The match was played at the Chamartín stadium in Madrid, the usual venue at the time. Kubala was the best player on the park, taking the game by the scruff of the neck despite being fouled time and again by the Basque players. He scored the match's first goal in the 46th minute after an abysmal error by Serafín Areta whose poor clearance ended up at Manchón’s feet, who in turn assisted the Hungarian for an easy goal. Eleven minutes later, Kubala tried a powerful shot which Bilbao’s goalkeeper, Carmelo Cedrún, could barely deflect, leaving Manchón all alone to score the Catalans’ second goal.

Athletic recovered partially after a headed goal by Venancio in the 61st minute and pushed for the draw vigorously, but Ramallets pulled off an array of superb saves. In the last few minutes, Kubala performed one of his well-known ball controls, not letting any of the opponents touch the ball, an action that prompted Bilbao’s president to say afterwards: “[Football] is not really a sport to not play and to not allow the others to play.”

With the final whistle Barcelona conquered its third Spanish Cup title in a row and the 14th overall.

1984 - The Rumble... not in the jungle

This was not a Foreman vs. Ali brawl but it was close. It was not a random incident either: the match was already charged with both sides making snide comments days before and with the fact that Bernd Schuster and Diego Maradona had been injured by Andoni Goikoetxea in the previous seasons, both needing surgery and long spells on the sidelines.

The match took place at the Santiago Bernabéu stadium and there was very little football on show from either side. The only goal came in the 14th minute when a poorly defended corner by the Blaugranas allowed Endika to control the ball with his chest and smash it to the net with a left-footed effort. Barça could not equalize and with the final whistle came the scuffle known as “The Bernabéu Battle.”

The tension continued in the press conference room as Javier Clemente, the Basques’ coach, stated: “They were sore losers. We have to stop recruiting these outsiders who come here with no education.” With the win Athletic Bilbao achieved the 1984 domestic double and its 23rd Spanish Cup title, the last one to date.

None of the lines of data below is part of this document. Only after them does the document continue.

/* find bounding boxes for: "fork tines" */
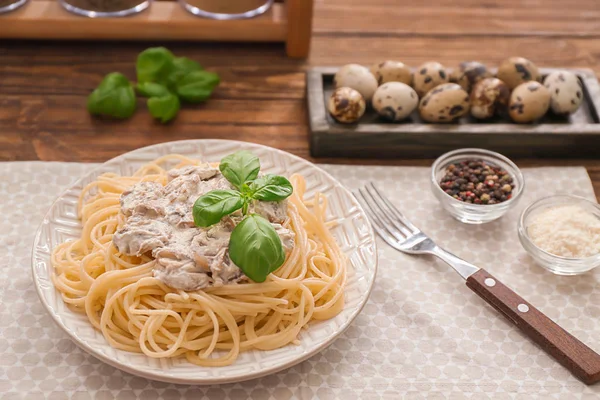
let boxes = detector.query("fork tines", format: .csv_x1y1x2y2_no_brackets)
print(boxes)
354,184,419,242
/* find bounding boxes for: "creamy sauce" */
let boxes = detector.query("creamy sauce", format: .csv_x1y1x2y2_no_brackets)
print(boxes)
112,165,294,291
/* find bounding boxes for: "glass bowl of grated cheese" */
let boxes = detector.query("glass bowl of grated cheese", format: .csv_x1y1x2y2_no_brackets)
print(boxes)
518,195,600,275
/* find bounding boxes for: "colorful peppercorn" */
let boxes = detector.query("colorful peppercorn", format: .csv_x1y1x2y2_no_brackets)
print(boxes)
439,159,515,204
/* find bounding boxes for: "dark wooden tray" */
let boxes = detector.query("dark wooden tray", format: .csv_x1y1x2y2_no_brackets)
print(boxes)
307,66,600,159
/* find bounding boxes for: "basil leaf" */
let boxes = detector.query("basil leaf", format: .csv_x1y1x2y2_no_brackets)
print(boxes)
136,47,175,84
219,151,260,189
167,57,203,87
250,175,293,201
147,94,180,123
229,214,286,282
193,190,244,227
175,70,220,103
136,82,170,98
240,183,253,197
87,72,136,119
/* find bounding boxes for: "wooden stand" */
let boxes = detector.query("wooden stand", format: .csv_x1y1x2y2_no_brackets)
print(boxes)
0,0,313,58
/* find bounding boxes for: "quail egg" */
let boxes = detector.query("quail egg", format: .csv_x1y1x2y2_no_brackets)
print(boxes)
419,83,470,123
497,57,541,90
334,64,378,102
508,81,551,123
450,61,493,93
327,87,366,123
372,82,418,121
470,78,510,119
543,71,583,115
370,61,412,86
412,62,449,98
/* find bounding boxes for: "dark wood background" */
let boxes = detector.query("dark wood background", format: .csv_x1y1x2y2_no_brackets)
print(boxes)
1,0,600,197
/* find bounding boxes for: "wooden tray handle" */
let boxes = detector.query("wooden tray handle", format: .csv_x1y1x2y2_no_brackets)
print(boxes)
466,269,600,385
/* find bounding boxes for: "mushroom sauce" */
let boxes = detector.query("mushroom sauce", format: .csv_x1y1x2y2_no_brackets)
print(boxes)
112,165,295,291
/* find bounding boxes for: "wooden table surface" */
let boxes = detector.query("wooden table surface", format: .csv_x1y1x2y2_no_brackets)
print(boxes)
1,0,600,197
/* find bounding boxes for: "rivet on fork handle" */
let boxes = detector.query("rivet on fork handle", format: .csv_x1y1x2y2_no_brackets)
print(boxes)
467,269,600,385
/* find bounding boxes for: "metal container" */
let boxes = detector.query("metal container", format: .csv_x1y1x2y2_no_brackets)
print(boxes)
0,0,28,14
179,0,273,20
59,0,150,17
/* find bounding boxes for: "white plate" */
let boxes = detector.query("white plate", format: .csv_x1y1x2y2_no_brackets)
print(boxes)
31,139,378,385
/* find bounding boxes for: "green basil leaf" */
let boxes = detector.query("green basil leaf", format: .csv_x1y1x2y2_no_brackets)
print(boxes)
175,70,220,103
193,190,244,227
87,72,136,119
167,57,203,87
250,175,293,201
240,183,253,197
219,151,260,189
136,47,175,84
147,94,180,123
136,82,170,98
229,214,286,282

2009 - Guardiola teams first trophy

In an historic season that ended with a treble and with a record of six titles in a year, the 2009 Spanish Cup final was the first stone that paved such wonderful path.

Barcelona was on the verge of the La Liga title, which it achieved only three days after the Spanish Cup final in Mestalla, and had already secured its spot in the Champions League final with the “Iniestazo” at Stamford Bridge.

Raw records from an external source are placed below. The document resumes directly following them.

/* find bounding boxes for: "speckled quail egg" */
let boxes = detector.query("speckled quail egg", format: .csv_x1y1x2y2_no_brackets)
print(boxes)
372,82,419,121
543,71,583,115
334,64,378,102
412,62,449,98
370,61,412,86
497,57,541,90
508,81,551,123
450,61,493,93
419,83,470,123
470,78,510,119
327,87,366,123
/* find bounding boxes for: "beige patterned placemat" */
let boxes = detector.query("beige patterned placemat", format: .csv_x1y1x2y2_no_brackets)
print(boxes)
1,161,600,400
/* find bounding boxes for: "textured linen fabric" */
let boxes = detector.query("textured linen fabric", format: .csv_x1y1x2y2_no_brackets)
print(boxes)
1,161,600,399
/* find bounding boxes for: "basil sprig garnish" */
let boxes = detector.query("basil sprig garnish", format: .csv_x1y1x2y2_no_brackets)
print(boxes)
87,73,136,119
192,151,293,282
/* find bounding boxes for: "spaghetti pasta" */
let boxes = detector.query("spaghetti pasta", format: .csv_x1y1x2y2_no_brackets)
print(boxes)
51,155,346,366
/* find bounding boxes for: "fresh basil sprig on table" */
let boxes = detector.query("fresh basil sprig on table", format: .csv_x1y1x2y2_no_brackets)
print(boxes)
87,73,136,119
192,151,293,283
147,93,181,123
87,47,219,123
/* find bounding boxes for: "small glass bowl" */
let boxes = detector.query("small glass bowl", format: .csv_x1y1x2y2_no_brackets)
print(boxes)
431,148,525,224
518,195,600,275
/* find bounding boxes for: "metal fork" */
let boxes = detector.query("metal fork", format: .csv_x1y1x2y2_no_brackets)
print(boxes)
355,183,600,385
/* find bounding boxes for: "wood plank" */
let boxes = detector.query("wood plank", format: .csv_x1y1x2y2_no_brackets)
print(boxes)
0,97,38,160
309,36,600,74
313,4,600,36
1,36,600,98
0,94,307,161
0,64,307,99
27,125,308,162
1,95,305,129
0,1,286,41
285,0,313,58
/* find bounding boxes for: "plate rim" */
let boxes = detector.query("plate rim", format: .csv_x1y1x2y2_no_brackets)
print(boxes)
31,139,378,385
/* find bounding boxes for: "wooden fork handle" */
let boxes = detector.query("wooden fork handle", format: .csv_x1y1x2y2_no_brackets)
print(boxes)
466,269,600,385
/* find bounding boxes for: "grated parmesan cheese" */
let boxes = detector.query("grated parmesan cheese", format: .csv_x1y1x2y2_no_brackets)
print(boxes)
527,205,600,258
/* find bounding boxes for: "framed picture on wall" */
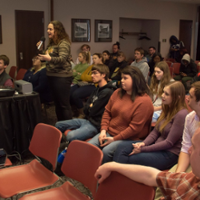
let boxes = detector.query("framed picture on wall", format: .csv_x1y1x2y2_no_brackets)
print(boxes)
71,19,91,42
0,16,2,44
95,20,112,42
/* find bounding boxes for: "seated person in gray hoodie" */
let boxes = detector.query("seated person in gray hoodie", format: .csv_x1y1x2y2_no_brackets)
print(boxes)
174,53,197,89
55,64,116,143
130,47,149,82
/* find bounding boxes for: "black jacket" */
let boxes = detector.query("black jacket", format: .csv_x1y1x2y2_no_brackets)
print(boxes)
180,59,197,77
83,82,116,130
109,60,128,80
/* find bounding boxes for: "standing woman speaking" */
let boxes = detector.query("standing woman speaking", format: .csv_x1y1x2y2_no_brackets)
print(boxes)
38,21,73,121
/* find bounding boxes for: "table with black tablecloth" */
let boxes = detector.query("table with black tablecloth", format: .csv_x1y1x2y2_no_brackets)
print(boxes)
0,92,41,154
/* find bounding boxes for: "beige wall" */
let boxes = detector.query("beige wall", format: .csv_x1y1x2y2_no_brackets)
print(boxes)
53,0,198,61
0,0,50,72
0,0,198,72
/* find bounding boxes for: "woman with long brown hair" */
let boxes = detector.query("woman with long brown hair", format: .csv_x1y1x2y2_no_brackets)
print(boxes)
38,20,73,121
113,81,188,170
150,61,174,122
88,66,154,164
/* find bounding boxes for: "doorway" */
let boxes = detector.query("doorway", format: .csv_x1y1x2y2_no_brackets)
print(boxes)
179,20,193,55
15,10,44,70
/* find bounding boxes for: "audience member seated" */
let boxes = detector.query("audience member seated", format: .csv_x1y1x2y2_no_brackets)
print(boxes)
0,55,13,87
70,53,104,118
23,56,52,103
111,42,120,60
150,61,174,122
174,53,197,90
95,126,200,200
74,44,93,65
56,64,115,143
169,35,184,62
88,66,154,163
154,81,200,200
71,51,90,86
148,53,163,77
109,51,128,85
130,47,149,82
146,46,156,62
102,50,111,66
113,81,188,170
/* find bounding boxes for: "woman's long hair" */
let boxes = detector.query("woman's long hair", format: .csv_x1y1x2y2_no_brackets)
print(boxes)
119,66,150,102
150,61,172,97
156,81,187,133
49,20,71,45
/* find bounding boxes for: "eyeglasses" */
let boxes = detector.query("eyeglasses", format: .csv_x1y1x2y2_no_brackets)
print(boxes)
91,71,100,75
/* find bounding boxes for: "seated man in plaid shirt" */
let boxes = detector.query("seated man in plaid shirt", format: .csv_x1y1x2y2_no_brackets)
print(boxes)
95,127,200,200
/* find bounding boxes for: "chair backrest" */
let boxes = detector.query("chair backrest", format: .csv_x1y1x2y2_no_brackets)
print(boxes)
95,171,155,200
9,66,17,79
166,61,172,68
29,123,62,171
16,68,27,80
169,66,173,76
172,63,181,75
62,140,103,197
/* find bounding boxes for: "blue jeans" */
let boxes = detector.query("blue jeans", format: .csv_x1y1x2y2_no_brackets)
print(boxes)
113,140,178,170
88,132,123,163
55,119,98,142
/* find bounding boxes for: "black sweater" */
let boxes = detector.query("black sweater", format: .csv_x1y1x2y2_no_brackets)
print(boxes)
83,82,116,130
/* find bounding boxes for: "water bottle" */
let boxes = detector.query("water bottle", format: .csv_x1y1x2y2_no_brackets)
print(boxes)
57,147,67,164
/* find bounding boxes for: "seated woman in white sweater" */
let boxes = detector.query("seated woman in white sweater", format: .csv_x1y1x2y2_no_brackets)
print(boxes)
150,61,174,122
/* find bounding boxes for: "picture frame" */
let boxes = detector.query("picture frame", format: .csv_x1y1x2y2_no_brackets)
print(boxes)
71,19,91,42
95,20,112,42
0,16,2,44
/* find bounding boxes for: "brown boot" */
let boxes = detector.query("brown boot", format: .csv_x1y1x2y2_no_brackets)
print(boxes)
78,108,85,119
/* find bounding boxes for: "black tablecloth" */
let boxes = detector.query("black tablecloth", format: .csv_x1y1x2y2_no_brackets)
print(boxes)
0,92,41,154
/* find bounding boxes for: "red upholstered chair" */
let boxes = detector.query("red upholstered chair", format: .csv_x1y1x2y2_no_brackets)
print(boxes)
165,58,176,63
0,123,62,199
172,63,181,77
166,61,172,68
95,171,155,200
4,158,12,166
9,66,17,79
169,66,173,76
19,140,103,200
16,68,27,80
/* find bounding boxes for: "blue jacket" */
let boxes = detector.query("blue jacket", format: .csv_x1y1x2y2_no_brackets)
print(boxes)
23,67,52,103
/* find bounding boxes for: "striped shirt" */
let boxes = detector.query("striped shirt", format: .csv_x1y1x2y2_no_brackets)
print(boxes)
157,171,200,200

The Basques started the match off with high intensity, smothering the Blaugrana game flow in defense and midfield. This initial pressure paid off in the ninth minute when, from a corner from the right side, Gaizka Toquero rose up over Xavi and Keita, nailing the header through the top left corner.

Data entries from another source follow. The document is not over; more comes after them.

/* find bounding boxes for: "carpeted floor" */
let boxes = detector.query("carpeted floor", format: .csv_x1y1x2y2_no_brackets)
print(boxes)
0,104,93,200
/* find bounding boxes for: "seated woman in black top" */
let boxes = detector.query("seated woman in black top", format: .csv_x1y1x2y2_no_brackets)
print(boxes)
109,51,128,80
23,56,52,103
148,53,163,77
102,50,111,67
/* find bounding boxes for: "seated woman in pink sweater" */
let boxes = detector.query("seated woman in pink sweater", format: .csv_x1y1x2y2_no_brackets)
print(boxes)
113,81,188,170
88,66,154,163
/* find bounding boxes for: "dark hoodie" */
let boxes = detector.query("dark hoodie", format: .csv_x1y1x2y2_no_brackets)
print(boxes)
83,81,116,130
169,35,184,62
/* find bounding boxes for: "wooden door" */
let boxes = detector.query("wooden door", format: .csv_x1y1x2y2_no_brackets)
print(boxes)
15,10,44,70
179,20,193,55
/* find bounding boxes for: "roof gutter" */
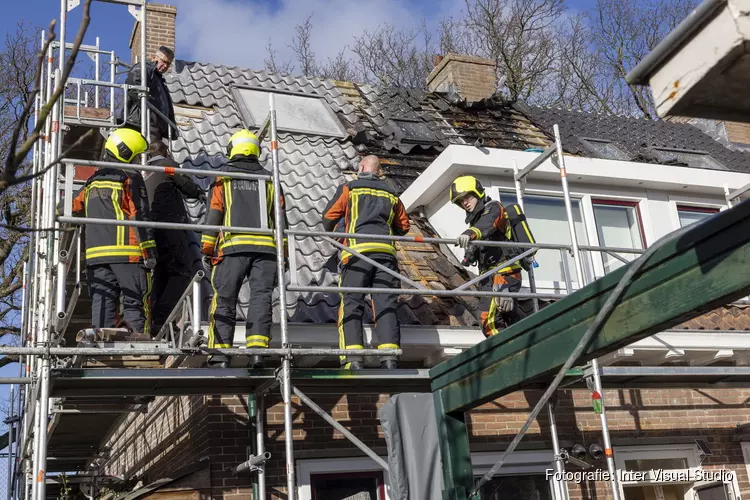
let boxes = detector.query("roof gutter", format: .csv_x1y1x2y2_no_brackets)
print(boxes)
626,0,726,85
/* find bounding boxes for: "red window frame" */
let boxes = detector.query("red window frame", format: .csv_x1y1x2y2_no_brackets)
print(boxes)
676,205,720,215
310,470,386,500
591,199,647,249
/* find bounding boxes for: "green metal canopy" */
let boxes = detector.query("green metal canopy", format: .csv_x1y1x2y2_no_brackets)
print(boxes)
430,197,750,499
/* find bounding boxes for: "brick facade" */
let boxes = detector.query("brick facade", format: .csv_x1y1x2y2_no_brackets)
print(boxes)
103,388,750,499
427,53,498,103
129,3,176,65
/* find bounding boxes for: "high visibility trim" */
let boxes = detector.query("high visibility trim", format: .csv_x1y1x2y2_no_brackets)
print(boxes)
485,299,500,337
345,344,364,349
220,235,276,249
86,181,123,191
468,227,482,239
85,245,141,259
212,343,232,348
164,166,175,176
207,265,220,349
378,343,399,349
139,240,156,250
349,188,399,204
201,235,217,244
337,275,346,363
341,242,396,261
246,334,269,348
142,272,152,335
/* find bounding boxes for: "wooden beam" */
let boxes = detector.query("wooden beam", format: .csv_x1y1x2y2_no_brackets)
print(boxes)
431,198,750,413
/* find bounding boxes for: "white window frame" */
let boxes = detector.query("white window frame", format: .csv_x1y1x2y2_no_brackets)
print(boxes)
472,450,564,500
612,444,742,500
296,456,390,500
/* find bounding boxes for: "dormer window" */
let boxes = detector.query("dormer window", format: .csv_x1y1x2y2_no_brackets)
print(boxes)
652,147,725,170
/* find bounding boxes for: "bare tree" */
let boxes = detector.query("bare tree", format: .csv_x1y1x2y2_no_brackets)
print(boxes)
351,22,436,89
319,48,361,82
264,37,293,75
289,15,318,77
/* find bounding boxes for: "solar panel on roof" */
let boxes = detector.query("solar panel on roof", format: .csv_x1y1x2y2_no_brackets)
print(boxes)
232,87,347,138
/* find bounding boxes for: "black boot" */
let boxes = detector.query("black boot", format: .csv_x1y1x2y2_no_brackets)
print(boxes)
346,361,364,370
208,354,229,368
250,354,264,369
381,359,399,370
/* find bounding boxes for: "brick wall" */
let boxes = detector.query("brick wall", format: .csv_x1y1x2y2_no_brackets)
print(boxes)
104,387,750,499
129,4,176,65
427,53,497,103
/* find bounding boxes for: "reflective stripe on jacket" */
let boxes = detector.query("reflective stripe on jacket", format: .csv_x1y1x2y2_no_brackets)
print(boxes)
461,196,521,274
64,168,156,265
200,157,287,258
321,175,410,264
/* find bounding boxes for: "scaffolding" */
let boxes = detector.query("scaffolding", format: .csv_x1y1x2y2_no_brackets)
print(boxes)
6,1,750,499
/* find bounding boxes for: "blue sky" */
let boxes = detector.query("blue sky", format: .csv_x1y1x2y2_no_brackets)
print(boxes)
1,0,597,72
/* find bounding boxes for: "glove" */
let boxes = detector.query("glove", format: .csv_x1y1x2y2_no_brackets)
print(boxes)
495,296,514,313
456,234,471,249
202,255,213,270
144,257,157,270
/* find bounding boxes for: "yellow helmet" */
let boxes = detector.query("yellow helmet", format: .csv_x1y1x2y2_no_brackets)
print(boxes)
104,128,148,163
450,175,485,204
227,129,260,159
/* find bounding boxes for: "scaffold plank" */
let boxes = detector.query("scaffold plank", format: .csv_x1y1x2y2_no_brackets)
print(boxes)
431,198,750,412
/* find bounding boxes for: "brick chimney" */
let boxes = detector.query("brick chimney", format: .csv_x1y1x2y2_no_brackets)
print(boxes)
129,3,176,64
427,53,497,103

Little by little the Pep Team got control of the game with Xavi’s leadership joined by the link-up between Messi and Alves. But the goal arrived in an unexpected yet spectacular fashion: Yaya Touré received the ball behind the halfway line, impressively dribbling past three Bilbao players and beat Iraizoz with a low, powerful shot.

From then on began the Blaugrana recital: An Iraizoz save fell kindly for Messi in the penalty area and he fired in a left-footed missile to take the lead in the 54th minute. Three minutes later a lightning fast counter was finished cold-bloodedly by Bojan to make it 3-1. The culés’ ecstasy hit in the 64th minute, when Xavi scored a superb free kick through Iraizoz’s top right corner.

It was FC Barcelona’s 25th Spanish Cup title and the first one in the marvelous Guardiola era.

2012: Guardiolas last title

Football is life’s best metaphor, the old saying goes. The game, like life itself, has its symbolisms and its ironies. The 2012 Spanish Cup final was the summit of an era, the farewell of a mesmerizing cycle. The Perfect Circle round up. Against the same rival in the same competition, the first Pep Team wrote the last page of the most astonishing chapter the football world has ever heard of: winning 14 of 19 possible titles in four years.

We will tell our grandkids bedtime stories about them and they won’t be able to sleep, in disbelief.